First off, "The Contender" boasts compelling direction, a gripping script, and outstanding acting. In his first scene, the director, Rod Lurie, shoots a car careening off an overpass, and he uses this event to propel the audience into a vice presidential appointment process. Lurie utilizes the shock we experience from witnessing this car accident to prep us for another kind of shock; wouldn't you feel some startle if the president asked you to become VP? One plunge describes another. For the rest of the movie, Lurie takes us behind the scenes in Washington, and, as we spy, we grasp the prowess and viciousness of politicians.
Lurie also wrote the script, and he captures how the people of politics select their words. When someone speaks, we need to hear what she says and decide what she is really saying. My favorite line: "Not guilty, but responsible".
We espy politicians, not actors playing politicians. The acting is that good. Joan Allen carries the picture with her powerful portrayal of the vice-presidential appointee prospect in question, Laine Hanson. Her character exudes strength and intelligence, but we also see a worldly-wise person. When her political rival, Shelly Runyon (Gary Oldman), links her with a sex scandal, we believe it could have happened. Whatever might be in her past, she takes responsibility, stays silent, and retains her dignity.
Gary Oldman is one of my favorite actors, and I realized yesterday that I have seen all of his movies. As time passes, he improves and disappears. Disappears? In "The Contender", we watch a republican justice from Illinois, not a British actor. I forgot that I was seeing my favorite actor. Jeff Bridges is also a standout as the president. He struts to intimidate. Just watch how he orders food.
Second, "The Contender" appears appropriately right before the presidential election, when we all evaluate what merits good leadership. When the Monica Lewinski scandal sullied every headline, the American public questioned if a person's private "values" should factor into our choice for a leader. However, if every leader must submit to an exposé of her past, will good leaders be scared off? "The Contender" asks the same questions.
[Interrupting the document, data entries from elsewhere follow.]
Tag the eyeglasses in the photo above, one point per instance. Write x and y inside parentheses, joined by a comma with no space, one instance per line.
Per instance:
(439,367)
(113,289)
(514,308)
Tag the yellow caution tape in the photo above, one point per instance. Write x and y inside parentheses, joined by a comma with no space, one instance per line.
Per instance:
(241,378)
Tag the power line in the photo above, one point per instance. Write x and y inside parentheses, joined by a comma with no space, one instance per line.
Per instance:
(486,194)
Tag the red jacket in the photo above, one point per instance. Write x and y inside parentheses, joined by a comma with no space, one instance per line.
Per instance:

Third, the movie confronts sexism in America. Obviously, the story presents a woman as a candidate for vice president, and, doing so, the movie gives us a competent, self-sufficient, leading woman. Hollywood seldom centers a film on a strong woman. (Never?) The film also suggests many reasons why white, Protestant (except Kennedy), males have always held the executive office.
I thought about "The Contender" as I left the theatre, and I ruminate about it still. I would love to discuss the ending with someone. I guess that is why "important" rings in my head. "The Contender" broaches significant and controversial issues with style and precision; moreover, the film makes me want to discuss them.